Une critique acide pour une expérience qualifiée de bancale

Nous nous sommes replongés dans les critiques de l’époque, évidemment peu élogieuses, puisque JeuxVideo.com sanctionne sévèrement le titre avec un 11/20 presque offensant et sanctionnant

« une redondance nonchalante synonyme de gunfights apathiques, de phases de plate-forme limitées et de progression lénifiante. ».

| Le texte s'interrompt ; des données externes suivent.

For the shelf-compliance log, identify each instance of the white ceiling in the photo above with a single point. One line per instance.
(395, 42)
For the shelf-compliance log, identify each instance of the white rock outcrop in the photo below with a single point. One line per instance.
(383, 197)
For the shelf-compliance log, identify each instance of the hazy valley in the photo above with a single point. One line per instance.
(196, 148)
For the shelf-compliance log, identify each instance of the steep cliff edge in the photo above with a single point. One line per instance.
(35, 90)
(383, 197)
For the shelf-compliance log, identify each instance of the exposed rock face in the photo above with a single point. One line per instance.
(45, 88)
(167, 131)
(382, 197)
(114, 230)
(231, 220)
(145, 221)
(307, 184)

Beaucoup de jolis superlatifs pour au final dénoncer une expérience ludique abîmée par son manque d’ambitions et ses tentatives ratées. Gamekult ne s’est pas montré plus clément avec un 4/10 dénonçant une expérience « bancale » et un «level design très peu inspiré ». Sur le fond, nous ne pourrons que nous accorder sur les défauts du titre qui se perd évidemment à cause d’une narration manquant de punch,et de phases de jeu qui manquent de précision et d’impact.

Un héros mélancolique évoluant dans un univers chromatique

Au fond, Dirge of Cerberus est à l’image de son héros, mélancolique avec son grain chromatique, maladroit avec ses airs empotés et ses échanges ponctués de longs silences, et pourtant si généreux avec son feeling complètement old-school et qui finit par complètement s’assumer en prenant brusquement conscience de ses insuffisances, et en s’appuyant sur une nouvelle palette de protagonistes absolument perdue. Il y a ces antagonistes presque grossiers mais qui assument leur condition jusqu’au boutisme préférant le suicide et le sarcasme aux atermoiements et à l’humiliation, et ces nouveaux venus à la froideur (Vincent, une fois encore), pas tout à fait désespérée mais très abîmée.

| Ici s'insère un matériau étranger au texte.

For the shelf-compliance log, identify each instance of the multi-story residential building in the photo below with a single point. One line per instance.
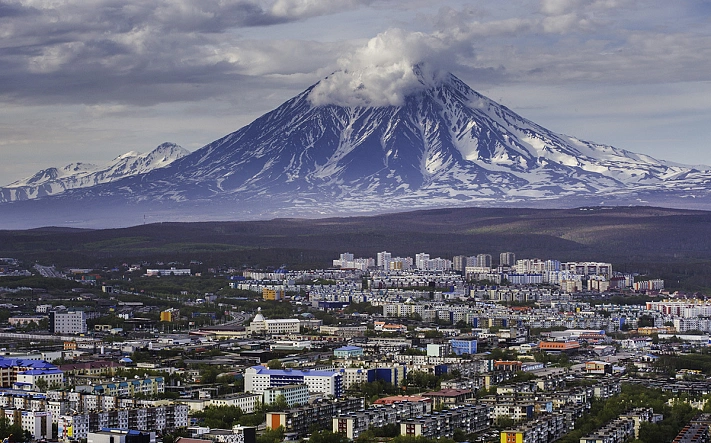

Dirge of Cerberus : un nanar maladroit qui vous veut du bien

Les réminiscences d’AlxZ_Rex

En 2003, Square Enix ouvrait la boite de Pandore en proposant Final Fantasy X-2, première suite directe d’un épisode numéroté. Le jeu rencontrant un certain succès commercial, il démontra l’intérêt des joueurs de vivre d’autres aventures dans les univers qu’ils ont apprécié. Plusieurs projets furent donc lancés, parmi lesquels celui de Yoshinori Kitase qui voulait un jeu de tir dans l’univers de Final Fantasy (chose qui avait été expérimentée dans FF X-2 dans une moindre mesure). Après avoir un temps envisagé Irvine Kinneas de FF VIII ou Yuna de FF X-2, il décida d’utiliser Vincent Valentine lorsque le projet fut rattaché à la Compilation of Final Fantasy VII. Après de nombreux déboires, dus à l’inexpérience de l’équipe dans le domaine du FPS, Dirge of Cerberus – Final Fantasy VII sort chez nous le 11 novembre 2006.

Lorsque j’ai inséré le disque dans ma PS2, je m’attendais à une sorte de Devil May Cry 3 (sorti quelques mois plus tôt) à la sauce FF VII. J’étais très loin du compte. Après une cinématique d’introduction magnifique, je me retrouve aux commandes de Vincent et c’est une petite désillusion… Les contrôles sont mous, le personnage un peu pataud, les décors ternes… Mais ce n’est que le premier niveau et je poursuis avec le suivant, intrigué par cette histoire de Deepground et curieux de voir l’après Advent Children. Cependant, je m’apercevrai rapidement que le scénario ne faisait absolument pas honneur au jeu original, ni au personnage de Vincent… Et pourtant, j’aime ce jeu et y rejoue avec plaisir.

Dirge of Cerberus : un nanar maladroit qui vous veut du bien

Le gameplay et la construction des niveaux rappellent les jeux d’action des années 90 : une progression linéaire à base de cartes/clés, des vagues d’ennemis à chaque salle, un système de score en fin de niveau… Ce qui en 2006, donne un petit côté old-school au jeu, du moins à mes yeux. Ce qui ne l’empêche pas de proposer des choses plus « modernes » comme une personnalisation des armes assez poussée et satisfaisante ou bien encore la présence de missions annexes qui offrent une certaine rejouabilité au titre pour quiconque veut toutes les compléter. Quant à la possibilité d’alterner entre trois types d’armes selon les situations, ainsi que la capacité de se changer en bête gallienne, elles permettent de diversifier un peu plus le gameplay. Au final, les phases de jeu sont plaisantes malgré certains passages très crispants (l’infiltration de Cait Sith en tête).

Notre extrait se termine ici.